5. Heavy reliance on products developed by ex-military or ex-government people. It may be a great product, but will it sell?
"Often these are people who aren't tested properly by a market environment," says Sameet Mehta, managing general partner at Granite Hill Capital Partners. "With the right connections and corruption, they might get lucky with government contracts, but often those companies really don't have any capability of running a real P&L."
6. Offensive, rather than defensive, solutions. Investors aren't sold on the value of white-hat attacks.
"Many investors hesitate to invest in offensive solutions, and it is our policy to avoid them entirely," says Ofer Schreiber, partner and head of the Israel office at YL Ventures. "We invest exclusively in defensive B2B cybersecurity solutions — a sector that is full of promise without ethical qualms and far less potential controversy."
7. Products that add bloat to stacks. For all the advancements made to date, there's just too many disparate tools in stacks already.

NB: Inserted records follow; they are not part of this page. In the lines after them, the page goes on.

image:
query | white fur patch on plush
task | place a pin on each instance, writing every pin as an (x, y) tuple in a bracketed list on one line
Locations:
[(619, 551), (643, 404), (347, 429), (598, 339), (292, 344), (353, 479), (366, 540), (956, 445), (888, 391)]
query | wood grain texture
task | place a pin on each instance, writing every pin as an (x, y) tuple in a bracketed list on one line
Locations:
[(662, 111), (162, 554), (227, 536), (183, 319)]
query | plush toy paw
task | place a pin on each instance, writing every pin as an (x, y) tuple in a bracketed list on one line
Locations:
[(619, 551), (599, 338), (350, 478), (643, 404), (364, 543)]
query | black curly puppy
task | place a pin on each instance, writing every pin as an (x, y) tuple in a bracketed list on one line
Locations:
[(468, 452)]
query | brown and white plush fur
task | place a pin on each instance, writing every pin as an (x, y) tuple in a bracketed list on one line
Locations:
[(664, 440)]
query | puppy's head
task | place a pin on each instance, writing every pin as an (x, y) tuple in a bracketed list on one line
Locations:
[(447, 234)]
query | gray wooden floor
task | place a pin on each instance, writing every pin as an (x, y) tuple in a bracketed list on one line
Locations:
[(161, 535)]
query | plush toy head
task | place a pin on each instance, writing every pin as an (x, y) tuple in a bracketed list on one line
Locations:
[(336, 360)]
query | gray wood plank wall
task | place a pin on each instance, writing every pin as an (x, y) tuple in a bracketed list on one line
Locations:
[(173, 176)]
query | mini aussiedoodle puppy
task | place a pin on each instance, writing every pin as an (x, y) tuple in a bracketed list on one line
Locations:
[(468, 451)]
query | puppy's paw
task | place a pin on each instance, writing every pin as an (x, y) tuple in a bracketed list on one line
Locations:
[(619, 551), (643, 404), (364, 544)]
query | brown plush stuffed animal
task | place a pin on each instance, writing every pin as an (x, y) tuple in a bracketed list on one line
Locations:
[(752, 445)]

"Security decision-makers are gravitating toward solutions that consolidate security over bloated stacks of disparate tools. This is swallowing up smaller startups that focus on point solutions, and larger industry heavyweights are acquiring and merging with other cybersecurity startups to become industry giants," says Schreiber.
The Way Forward
Bottom line, investors are looking to invest in cybersecurity companies that firmly pin their vision and innovations to real-world needs and have the metrics to prove they can deliver.
"We expect the teams who approach us to build out large visions that can compete in a market of giants," Schreiber says. "We are looking for entrepreneurs motivated enough to disrupt a big market and make a real change — this requires stamina, passion, grit, competitiveness, and vision. Lacking any of these will give us serious pause and shake our confidence in their ability to see their vision through."